Now, normally this wouldn't be a problem. After all, at this stage in the offseason, the Sox picture is typically a little more clear, with their line-up and rotation essentially set in stone. However, this year is not normal. Or maybe, this is the new normal. Either way, here on December 10, the Sox still have a lot of work to do if they have any aspirations of end their three year playoff drought. And as usual, as was the case in September 2011 and for most of 2012, the major issue is starting pitching.
It was their biggest problem heading into the offseason, and it's the one problem they've yet to address. As it stands now, their rotation of Jon Lester, Clay Buchholz, Felix Doubront, John Lackey and Franklin Morales doesn't stand up to the competition, and there's no depth behind them. Nothing there to help cope with the assortment bumps, bruises and missed starts that every staff faces over the course of 162 games.
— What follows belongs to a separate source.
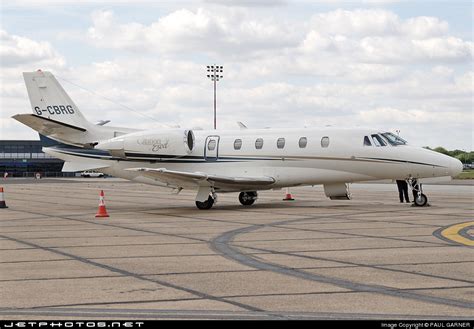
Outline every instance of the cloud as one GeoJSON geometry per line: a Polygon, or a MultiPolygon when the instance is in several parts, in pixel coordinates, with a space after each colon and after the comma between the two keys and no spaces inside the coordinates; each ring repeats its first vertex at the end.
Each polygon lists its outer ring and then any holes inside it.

And guess what? Thanks to the Sox lack of involvement in the arms race (combined with a weak class, in general), there's not much talent left. In fact, unless they revisit or ultimately pull the trigger on a Jacoby Ellsbury trade, the Sox will have a hard time improving their rotation at all.
So, who's still out there?
There's 34-year-old Kyle Lohse and 28-year-old Anibal Sanchez, both of whom are asking for much more than the Sox will or should give them. There's 29-year-old Edwin Jackson who's been serviceable but far from consistent over the past few seasons, a major factor in him playing for six teams in the last five years. There's 35-year-old Ryan Dempster, who still seems better suited for the NL. There's 30-year-old Shawn Marcum, who I like but who also might be asking too much. After that, I don't know? Do the Sox and Rich Harden finally come together after years of close calls and rumors? Do they bring Bronson Arroyo back for a one-year deal? Do they roll the dice on Francisco Liriano?
At the end of the day, they might have to roll the dice on a few guys and just hold their breathe that one or two of them works out. Sort of the same thing they did with position players back in 2003.
Is that ideal? Of course not. But when it comes to the current state of the Sox, "ideal" no longer exists.